O economista, professor e coordenador do Centro de Infraestrutura e Soluções Ambientais da Fundação Getulio Vargas (FGV), Gesner Oliveira, explica que a sanção do projeto de lei BR do Mar, por sí só, é importantíssima.


“Aumentará a competitividade da economia brasileira, pois aproveita o modal da cabotagem, hoje subutilizado no Brasil e que é fundamental para reduzir o preço do frete, as emissões de gases de efeito estufa e para aumentar as alternativas de modais”.
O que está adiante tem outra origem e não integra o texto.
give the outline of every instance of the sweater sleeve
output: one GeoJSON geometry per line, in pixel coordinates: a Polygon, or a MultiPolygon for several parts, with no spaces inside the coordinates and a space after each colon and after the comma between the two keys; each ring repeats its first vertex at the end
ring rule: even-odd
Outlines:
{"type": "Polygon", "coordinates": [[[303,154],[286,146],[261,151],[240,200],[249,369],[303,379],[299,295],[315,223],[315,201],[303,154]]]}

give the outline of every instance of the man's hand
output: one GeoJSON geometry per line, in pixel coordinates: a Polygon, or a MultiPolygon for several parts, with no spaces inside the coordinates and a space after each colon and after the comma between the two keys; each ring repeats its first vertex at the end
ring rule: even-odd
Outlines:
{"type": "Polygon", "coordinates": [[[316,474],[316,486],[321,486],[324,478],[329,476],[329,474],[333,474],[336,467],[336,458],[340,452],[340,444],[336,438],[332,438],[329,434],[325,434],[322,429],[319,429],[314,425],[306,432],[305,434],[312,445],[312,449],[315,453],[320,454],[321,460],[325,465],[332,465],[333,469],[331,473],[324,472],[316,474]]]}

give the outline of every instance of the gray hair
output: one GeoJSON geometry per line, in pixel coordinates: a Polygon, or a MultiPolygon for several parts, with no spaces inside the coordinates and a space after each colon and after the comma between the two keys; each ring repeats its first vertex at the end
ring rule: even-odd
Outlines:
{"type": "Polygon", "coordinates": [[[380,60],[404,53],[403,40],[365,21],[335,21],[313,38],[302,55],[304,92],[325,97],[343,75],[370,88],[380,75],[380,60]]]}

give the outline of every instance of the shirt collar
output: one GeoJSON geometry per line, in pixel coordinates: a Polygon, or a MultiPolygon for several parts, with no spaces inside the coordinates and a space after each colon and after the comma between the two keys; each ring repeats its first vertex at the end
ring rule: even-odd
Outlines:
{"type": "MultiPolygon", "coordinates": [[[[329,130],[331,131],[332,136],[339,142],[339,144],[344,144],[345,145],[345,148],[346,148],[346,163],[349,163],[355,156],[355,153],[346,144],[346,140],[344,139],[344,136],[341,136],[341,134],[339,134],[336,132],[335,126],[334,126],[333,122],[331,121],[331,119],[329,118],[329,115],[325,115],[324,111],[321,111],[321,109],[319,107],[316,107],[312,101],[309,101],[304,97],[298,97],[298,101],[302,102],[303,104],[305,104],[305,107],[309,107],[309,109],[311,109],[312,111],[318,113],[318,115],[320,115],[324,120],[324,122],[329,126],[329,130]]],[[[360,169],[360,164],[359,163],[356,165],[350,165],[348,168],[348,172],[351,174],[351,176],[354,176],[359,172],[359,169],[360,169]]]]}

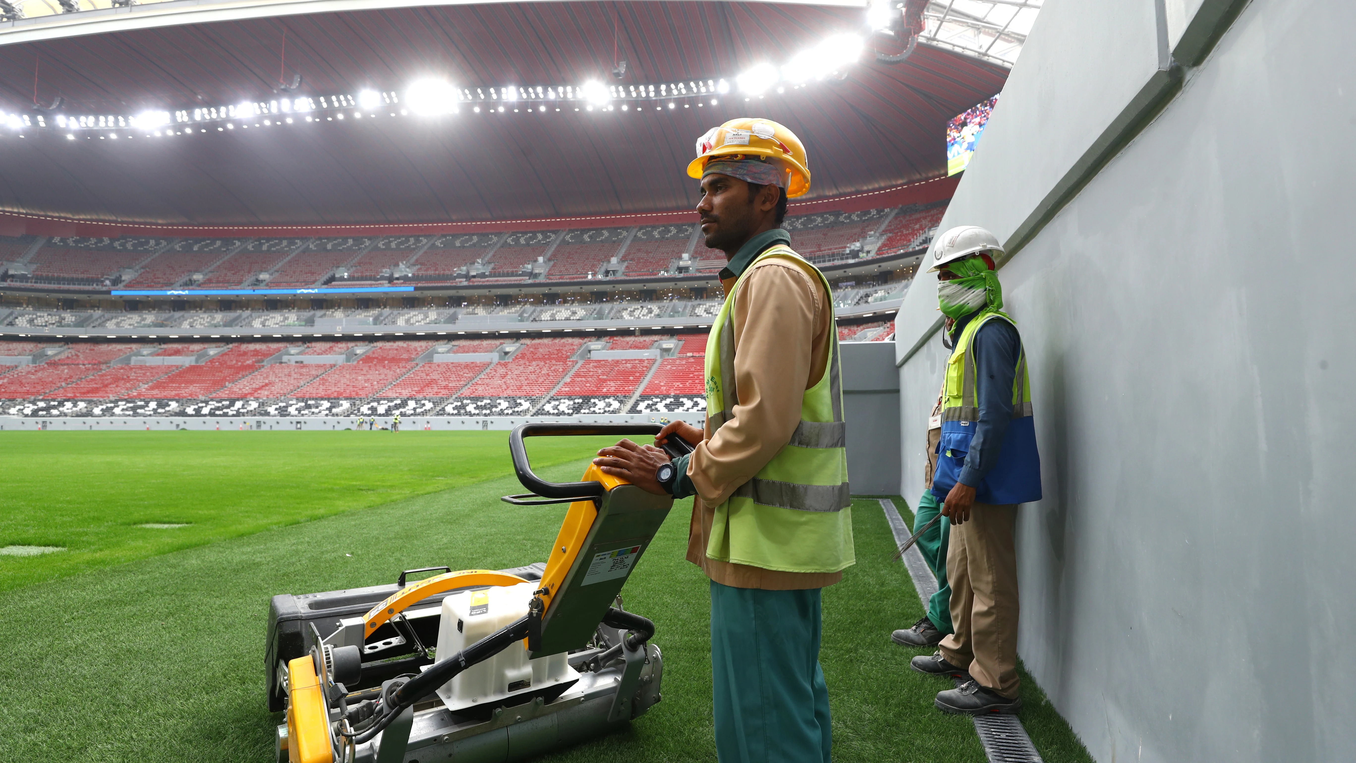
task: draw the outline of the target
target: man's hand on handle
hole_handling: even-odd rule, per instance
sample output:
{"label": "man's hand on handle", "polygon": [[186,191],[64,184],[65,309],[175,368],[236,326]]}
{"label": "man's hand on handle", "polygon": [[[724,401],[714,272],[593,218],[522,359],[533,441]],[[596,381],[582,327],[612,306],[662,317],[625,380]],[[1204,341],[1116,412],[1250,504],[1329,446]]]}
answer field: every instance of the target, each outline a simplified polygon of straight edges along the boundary
{"label": "man's hand on handle", "polygon": [[631,440],[622,440],[610,448],[598,451],[594,463],[603,474],[621,477],[647,493],[669,494],[655,479],[655,471],[659,470],[659,466],[669,463],[669,453],[654,445],[637,445]]}
{"label": "man's hand on handle", "polygon": [[[701,443],[702,430],[683,421],[673,421],[666,424],[659,434],[655,434],[655,443],[663,445],[669,437],[678,437],[689,445],[696,445]],[[598,451],[594,463],[603,474],[621,477],[647,493],[667,496],[669,491],[659,485],[655,472],[659,471],[660,464],[666,464],[669,460],[669,453],[654,445],[637,445],[631,440],[622,440],[610,448]]]}
{"label": "man's hand on handle", "polygon": [[655,434],[655,444],[663,445],[669,441],[670,434],[696,448],[697,443],[701,443],[706,433],[686,421],[670,421],[659,430],[659,434]]}
{"label": "man's hand on handle", "polygon": [[975,489],[957,482],[946,493],[946,500],[941,504],[941,513],[951,520],[951,524],[965,524],[970,519],[970,506],[975,502]]}

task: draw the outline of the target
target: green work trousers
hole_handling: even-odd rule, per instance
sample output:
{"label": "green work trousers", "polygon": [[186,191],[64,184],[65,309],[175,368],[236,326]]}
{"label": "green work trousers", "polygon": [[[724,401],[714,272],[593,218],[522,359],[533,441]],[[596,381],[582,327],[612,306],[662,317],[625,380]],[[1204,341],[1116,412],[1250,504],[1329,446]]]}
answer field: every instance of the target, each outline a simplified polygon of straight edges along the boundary
{"label": "green work trousers", "polygon": [[711,582],[711,673],[720,763],[829,763],[819,591]]}
{"label": "green work trousers", "polygon": [[[919,527],[940,513],[941,501],[932,494],[932,490],[923,490],[918,498],[918,510],[914,512],[914,532],[918,532]],[[956,631],[951,625],[951,584],[946,582],[946,547],[949,542],[951,520],[946,517],[941,517],[937,524],[918,538],[918,551],[922,553],[923,561],[937,577],[937,593],[933,593],[932,599],[928,600],[928,619],[942,635]]]}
Contudo, nem tudo saiu como o setor portuário planejava e Gesner ressalta que o veto ao Reporto é um ponto negativo do texto publicado no DOU. “A retirada dos incentivos fiscais deveria ser acompanhada por uma reforma racionalizadora da estrutura tributária”.


Outro que critica o veto de Bolsonaro é o consultor técnico da Associação Brasileira de Terminais de Contêineres (Abratec), Caio Morel. “A gente achou que foi muito ruim, pois não olhou o que realmente é o benefício do Reporto”, explica, dizendo que este regime tributário equipara os impostos cobrados nos terminais brasileiros aos praticados pelo mundo.


“Cortar o Reporto agora representará um aumento de 42% na compra de equipamentos. Isso vai trazer uma grande redução na quantidade de equipamentos adquiridos, aumenta o custo da operação portuária e diminui a oferta de emprego”.


Segundo o consultor, o trabalho realizado nos últimos meses na Câmara dos Deputados e no Senado para a inclusão do Reporto no texto do BR do Mar foi muito bom, mas não ver a ideia ser acompanhada pelo Poder Executivo o preocupa. “Estamos trabalhando para ver se este veto pode ser derrubado pelo Congresso Nacional”.